Most people don't understand charter schools. Asked the question in the abstract, only 30 percent supported charters. If informed that charters are "publicly funded, but are not managed by the local school board" and that they "are expected to meet promised objectives, but are exempt from many state regulations," support jumps to 51 percent with 28 percent opposed.

Republicans were more likely to support charters than Democrats, but Democrats were more likely to support tax credits for donors and school vouchers. That's to be expected, since Republicans typically support decentralization.

More surprising was the partisan split on vouchers. Forty-nine percent of Democrats agreed compared with 41 percent of Republicans.

Meanwhile, 62 percent of African Americans supported tax credits for corporations and individuals who fund scholarships for private school tuition.

The declining support for vouchers has been "gradual but is now undeniable," West said, "and within that there is a counterintuitive split between Dems and GOP (that has) also grown over time."
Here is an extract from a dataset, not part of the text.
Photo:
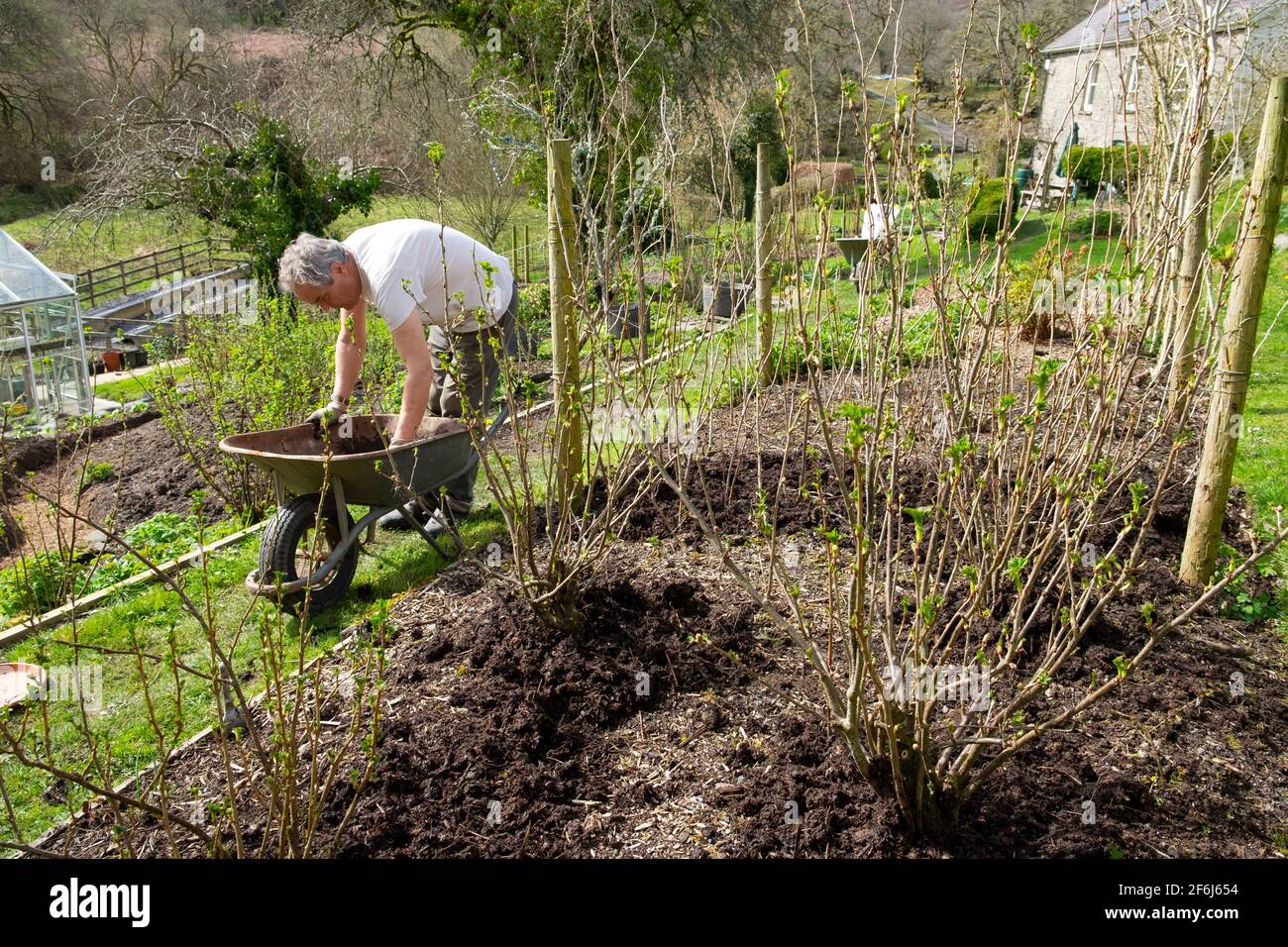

That gap, West believes, results from Republicans by and large being at ease with their own suburban schools, while African American parents in failing urban schools are frantic for alternatives.

6. Merit pay

Fifty-three percent of the public supports basing part of the salaries of teachers on how much their students learn." And there is little partisan split on this, as 57 percent of Republicans approve and 50 percent of Democrats. In contrast, just 19 percent of teachers support merit pay.

But America is not a democracy, and both intensity and organization matter more than polls. "This has to be read in context of interest group politics," Greene said. "Just because a majority favors merit pay doesn't mean that they care greatly or that they can organize. The fact that 20 percent of teachers oppose merit pay matters much more than the majority who favor it."